The strong performance of the oilfields services segment is to credit for the strong performance, the company says. The rebound of oil and gas drilling in Western Canada and several key acquisitions attributed to the successful quarter.
The company’s operating income was up to $24.4 million and basic earnings per share were $0.86 or 59.3 per cent.
“Our record performance in the first quarter can be directly attributed to the increased spending by the oil and gas industry in Western Canada. Drilling activity was quite strong as was capital investment, particularly in those projects related to the development of the oil sands in Alberta," says Murray Mullen, chairman and president of Mullen Transportation. "We were well-positioned to capitalize on the increased activity given that a significant portion of our overall fleet is based in western Canada and leveraged to the energy sector of the economy. Given the current pricing for both natural gas and crude oil we are generally optimistic about the foreseeable future.”
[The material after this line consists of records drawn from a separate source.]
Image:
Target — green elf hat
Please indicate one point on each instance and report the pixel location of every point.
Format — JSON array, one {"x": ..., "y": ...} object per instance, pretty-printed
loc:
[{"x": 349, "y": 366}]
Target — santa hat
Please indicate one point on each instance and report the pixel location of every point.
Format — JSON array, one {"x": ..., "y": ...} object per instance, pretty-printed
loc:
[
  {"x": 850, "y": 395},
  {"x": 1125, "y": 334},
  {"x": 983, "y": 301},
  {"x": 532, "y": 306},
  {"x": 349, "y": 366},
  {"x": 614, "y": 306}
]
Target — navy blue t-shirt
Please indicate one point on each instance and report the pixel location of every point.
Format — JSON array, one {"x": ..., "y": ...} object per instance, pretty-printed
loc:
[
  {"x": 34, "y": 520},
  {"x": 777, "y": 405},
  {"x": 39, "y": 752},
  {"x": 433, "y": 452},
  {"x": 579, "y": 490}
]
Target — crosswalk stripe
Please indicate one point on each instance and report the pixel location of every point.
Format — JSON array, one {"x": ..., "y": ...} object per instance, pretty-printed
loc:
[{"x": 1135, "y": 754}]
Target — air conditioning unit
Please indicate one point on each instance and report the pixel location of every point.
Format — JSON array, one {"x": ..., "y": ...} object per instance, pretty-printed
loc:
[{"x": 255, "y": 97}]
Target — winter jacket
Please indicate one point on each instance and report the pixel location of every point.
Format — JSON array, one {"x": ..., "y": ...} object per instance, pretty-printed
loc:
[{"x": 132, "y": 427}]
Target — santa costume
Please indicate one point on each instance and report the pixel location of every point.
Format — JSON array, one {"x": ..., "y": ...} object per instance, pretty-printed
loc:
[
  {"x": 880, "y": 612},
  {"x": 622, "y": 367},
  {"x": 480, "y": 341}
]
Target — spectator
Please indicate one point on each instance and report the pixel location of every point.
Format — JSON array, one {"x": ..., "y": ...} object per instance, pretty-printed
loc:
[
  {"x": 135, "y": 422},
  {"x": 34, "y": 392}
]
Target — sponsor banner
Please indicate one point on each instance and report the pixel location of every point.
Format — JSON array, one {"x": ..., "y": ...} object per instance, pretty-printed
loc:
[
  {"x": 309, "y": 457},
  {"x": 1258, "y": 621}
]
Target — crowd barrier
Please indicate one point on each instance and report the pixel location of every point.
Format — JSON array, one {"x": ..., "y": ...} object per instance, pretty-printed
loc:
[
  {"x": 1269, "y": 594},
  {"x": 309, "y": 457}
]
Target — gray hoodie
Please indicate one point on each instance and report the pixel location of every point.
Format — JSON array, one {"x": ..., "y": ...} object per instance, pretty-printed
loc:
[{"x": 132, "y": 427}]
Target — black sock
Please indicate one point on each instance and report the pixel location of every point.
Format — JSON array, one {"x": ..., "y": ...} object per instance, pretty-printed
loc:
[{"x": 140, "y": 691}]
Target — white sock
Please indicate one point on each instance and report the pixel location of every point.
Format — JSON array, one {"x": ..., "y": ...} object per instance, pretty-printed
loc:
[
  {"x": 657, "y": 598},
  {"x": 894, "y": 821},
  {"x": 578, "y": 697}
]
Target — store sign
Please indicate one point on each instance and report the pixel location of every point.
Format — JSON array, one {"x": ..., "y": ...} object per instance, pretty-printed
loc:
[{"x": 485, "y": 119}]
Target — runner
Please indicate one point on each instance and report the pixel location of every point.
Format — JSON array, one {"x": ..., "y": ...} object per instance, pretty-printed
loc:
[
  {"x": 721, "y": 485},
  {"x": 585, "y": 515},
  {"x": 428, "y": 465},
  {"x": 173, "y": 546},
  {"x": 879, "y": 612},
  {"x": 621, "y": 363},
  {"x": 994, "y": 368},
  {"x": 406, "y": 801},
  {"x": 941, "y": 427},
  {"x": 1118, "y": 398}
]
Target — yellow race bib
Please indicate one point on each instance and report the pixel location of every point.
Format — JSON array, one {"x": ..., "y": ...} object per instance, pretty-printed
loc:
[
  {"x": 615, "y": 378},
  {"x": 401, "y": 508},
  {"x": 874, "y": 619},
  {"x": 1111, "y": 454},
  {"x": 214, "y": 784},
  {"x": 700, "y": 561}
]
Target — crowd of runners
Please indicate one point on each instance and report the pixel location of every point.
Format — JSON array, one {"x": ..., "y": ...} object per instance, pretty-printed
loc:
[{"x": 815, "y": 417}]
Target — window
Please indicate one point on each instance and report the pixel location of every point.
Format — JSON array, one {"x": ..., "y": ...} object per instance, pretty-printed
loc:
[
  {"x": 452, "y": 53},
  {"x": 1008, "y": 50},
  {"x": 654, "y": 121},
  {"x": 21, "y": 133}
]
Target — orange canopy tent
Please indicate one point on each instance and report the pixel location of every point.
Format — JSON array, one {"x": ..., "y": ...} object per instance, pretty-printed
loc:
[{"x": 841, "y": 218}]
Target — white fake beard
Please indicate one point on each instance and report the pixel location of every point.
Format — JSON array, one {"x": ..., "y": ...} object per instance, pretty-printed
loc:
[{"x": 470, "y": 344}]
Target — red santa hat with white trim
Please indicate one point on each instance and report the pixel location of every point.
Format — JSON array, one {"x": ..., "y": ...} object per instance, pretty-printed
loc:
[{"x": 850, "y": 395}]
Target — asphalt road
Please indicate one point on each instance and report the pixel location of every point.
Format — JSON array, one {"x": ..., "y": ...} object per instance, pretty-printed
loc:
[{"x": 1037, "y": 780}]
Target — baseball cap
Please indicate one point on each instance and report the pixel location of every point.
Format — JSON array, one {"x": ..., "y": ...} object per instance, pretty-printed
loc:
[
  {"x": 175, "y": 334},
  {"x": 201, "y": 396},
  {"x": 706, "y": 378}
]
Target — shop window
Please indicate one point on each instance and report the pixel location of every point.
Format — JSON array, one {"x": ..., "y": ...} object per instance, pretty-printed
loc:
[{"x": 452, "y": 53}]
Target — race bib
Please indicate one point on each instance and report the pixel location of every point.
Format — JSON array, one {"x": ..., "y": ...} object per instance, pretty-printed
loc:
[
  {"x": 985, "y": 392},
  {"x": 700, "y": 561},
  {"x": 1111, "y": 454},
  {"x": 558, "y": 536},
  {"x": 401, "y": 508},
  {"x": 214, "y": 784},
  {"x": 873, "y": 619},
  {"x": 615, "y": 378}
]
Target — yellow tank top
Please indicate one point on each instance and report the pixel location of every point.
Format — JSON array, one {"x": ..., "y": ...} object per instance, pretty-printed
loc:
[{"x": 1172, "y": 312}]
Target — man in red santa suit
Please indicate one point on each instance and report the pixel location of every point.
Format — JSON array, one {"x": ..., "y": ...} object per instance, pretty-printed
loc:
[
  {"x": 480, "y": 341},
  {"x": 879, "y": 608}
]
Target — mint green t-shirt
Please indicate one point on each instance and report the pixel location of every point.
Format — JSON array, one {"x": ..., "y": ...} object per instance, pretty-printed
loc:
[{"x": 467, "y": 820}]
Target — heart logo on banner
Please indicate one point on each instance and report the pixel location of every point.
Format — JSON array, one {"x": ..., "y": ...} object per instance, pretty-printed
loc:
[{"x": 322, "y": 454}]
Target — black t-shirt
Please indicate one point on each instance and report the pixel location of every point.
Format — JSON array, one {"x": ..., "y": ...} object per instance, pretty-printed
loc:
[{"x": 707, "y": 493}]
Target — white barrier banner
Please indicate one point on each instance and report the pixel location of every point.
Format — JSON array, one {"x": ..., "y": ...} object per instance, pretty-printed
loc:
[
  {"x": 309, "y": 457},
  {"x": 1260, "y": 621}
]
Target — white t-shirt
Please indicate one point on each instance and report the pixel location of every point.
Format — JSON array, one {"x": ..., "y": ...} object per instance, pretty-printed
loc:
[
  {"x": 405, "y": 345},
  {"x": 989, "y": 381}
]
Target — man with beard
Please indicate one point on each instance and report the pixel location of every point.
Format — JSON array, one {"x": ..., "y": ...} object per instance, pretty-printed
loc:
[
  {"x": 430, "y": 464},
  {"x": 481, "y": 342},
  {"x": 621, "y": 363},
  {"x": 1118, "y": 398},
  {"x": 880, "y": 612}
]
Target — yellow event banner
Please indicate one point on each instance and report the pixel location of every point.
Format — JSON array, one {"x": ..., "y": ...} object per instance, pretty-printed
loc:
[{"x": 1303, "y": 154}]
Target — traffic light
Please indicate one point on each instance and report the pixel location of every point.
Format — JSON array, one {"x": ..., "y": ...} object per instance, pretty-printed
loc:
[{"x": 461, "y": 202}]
However on the trucking end of the business, Mullen isn’t as optimistic.
"Our Trucking segment continues to be hampered by high costs, most notably fuel and insurance, and an extremely competitive market. And as I have stated on numerous occasions, we will not expand our trucking business until we see an improvement in the fundamentals that drive our investment decision, namely pricing," says Mullen.
Mullen has ceased operations of its U.S. trucking operation, Mill Creek Motor Freight due to the competitive nature of the U.S. trucking industry. Overall, the trucking segment saw a decline in revenue of 4.6 per cent from last year.